About Frontier:The supercomputer
- The supercomputer – Frontier, which was built for the US Department of Energy’s Oak Ridge National Laboratory (ORNL), has broken the exascale speed barrier with a Linmark benchmark score of 1.1 exaflops, making it the world’s first supercomputer to do so. Whereas, 1 exaflop is equivalent to 1,000 petaflops.
- Fugaku, installed at the RIKEN Center for Computational Science in Kobe, Japan, has a Linmark benchmark score of 442 petaflops (1 exaflop is equivalent to 1,000 petaflops).
- The most powerful supercomputer in the world is expected to reach even higher levels of speed with a theoretical peak performance of 2 exaflops.
- Frontier features a total of 8,730,112 cores and is designed on the newest HPE Cray EX235a architecture with AMD EPYC 64C 2GHz processors.
- Fugaku, now the second-most powerful supercomputer, has 7,630,848 cores.
- Frontier is also ranked number one as the world’s most energy-efficient supercomputer, on the Green500 list.
Rankings
As per the 59th edition of the Top500 list-
- The top two systems are followed by a new LUMI system, installed at the EuroHPC centre at CSC in Finland (151.9 petaflops)
- Summit, an IBM-built system at ORNL in Tennessee, U.S. (148.8 petaflops)
- Sierra, a system at the Lawrence Livermore National Laboratory in the U.S. (94.6 petaflops)
Significance
- The supercomputer will be able to help with modelling and simulating complex scientific research, across biological, physical and chemical sciences.
- It can be used to develop AI models that are 4.5X faster and 8X larger, allowing to train more data that can increase predictability and speed time-to-discovery.

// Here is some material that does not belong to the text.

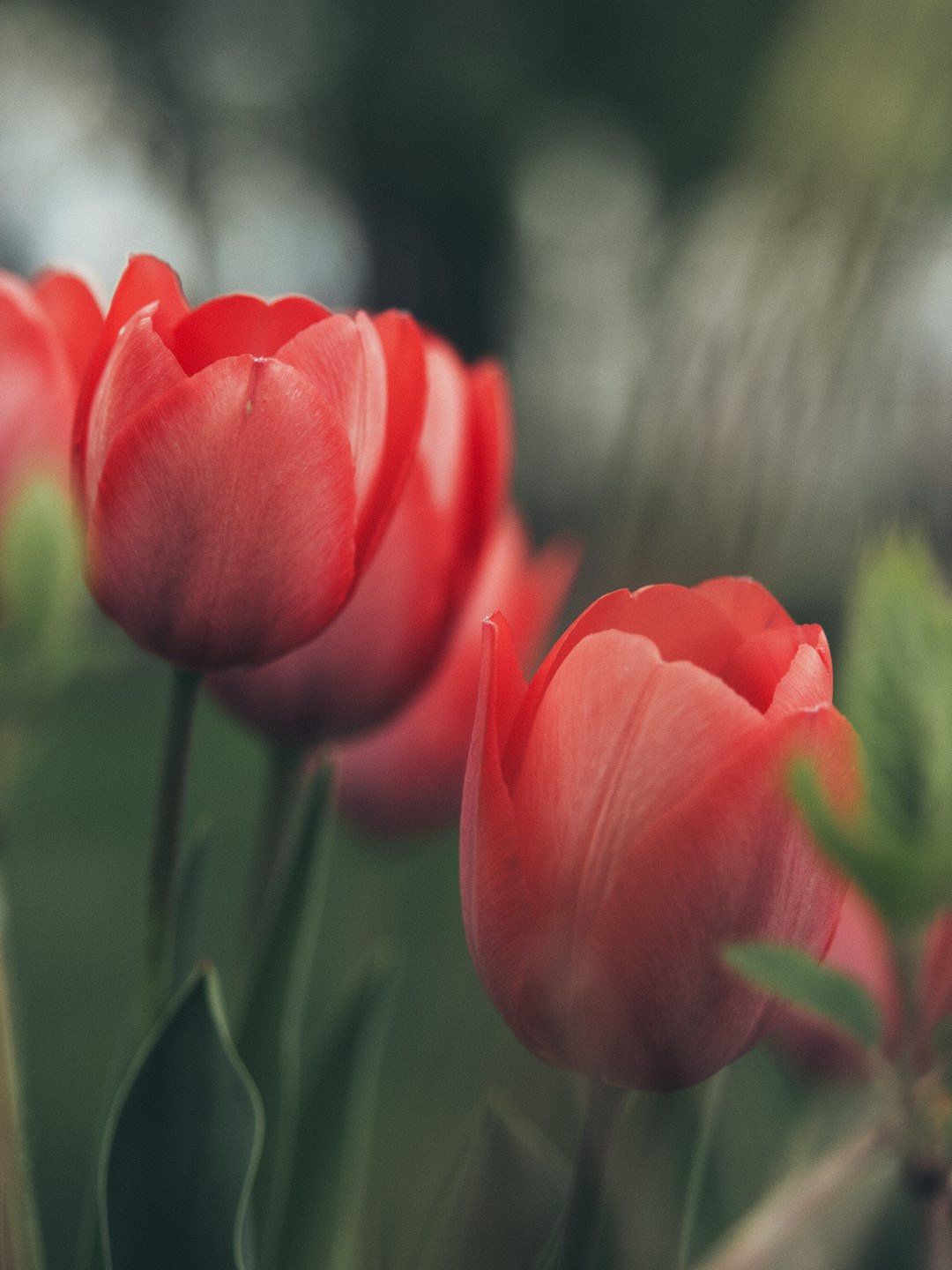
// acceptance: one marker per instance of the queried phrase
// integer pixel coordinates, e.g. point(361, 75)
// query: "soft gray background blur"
point(711, 240)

- Frontier is also ranked number one as the world’s most energy-efficient supercomputer, on the Green500 list, which measures supercomputing energy use and efficiency, with 52.23 gigaflops performance per watt, making it 32% more energy-efficient compared to the previous number one system.
Supercomputer in India
- Mihir: Mihir (146th on the list), clubs with Pratyush to generate enough computing power to match PARAM-Siddhi.
- PARAM-Siddhi: It is the second Indian supercomputer to be entered in the top 100 on the Top500 list.
- The supercomputer was established earlier this year, under the National Supercomputer Mission (NSM) and is going to be installed in the Centre for Development of Advanced Computing’s (C-DAC) unit.
- Pratyush: It is a supercomputer used for weather forecasting at the Indian Institute of Tropical Meteorology, ranked 78th on the November edition of the list.
|
About Fugaku
- It is a key national technology that has been developed with the goal to achieve research results that ultimately will help in building a long-lived and healthy society, better energy use and disaster mitigation.
- The computer has 100 times the application performance of the K supercomputer and is developed to implement high-resolution, long-duration and large-scale simulations.
- It started development in the year 2014 as the successor to the K computer. It is built with the Fujitsu A64FX microprocessor.
- Fugaku has topped the Top500 list, a supercomputer benchmark index, for two consecutive years.
- A portion of Fugaku’s research is said to be dedicated to COVID-19 related projects.
- It aims to make the device core of Japan’s computing infrastructure.
- It will help in building a long-lived and healthy society.
- It also aims to establish the government’s vision of making “ultra-smart Society 5.0”.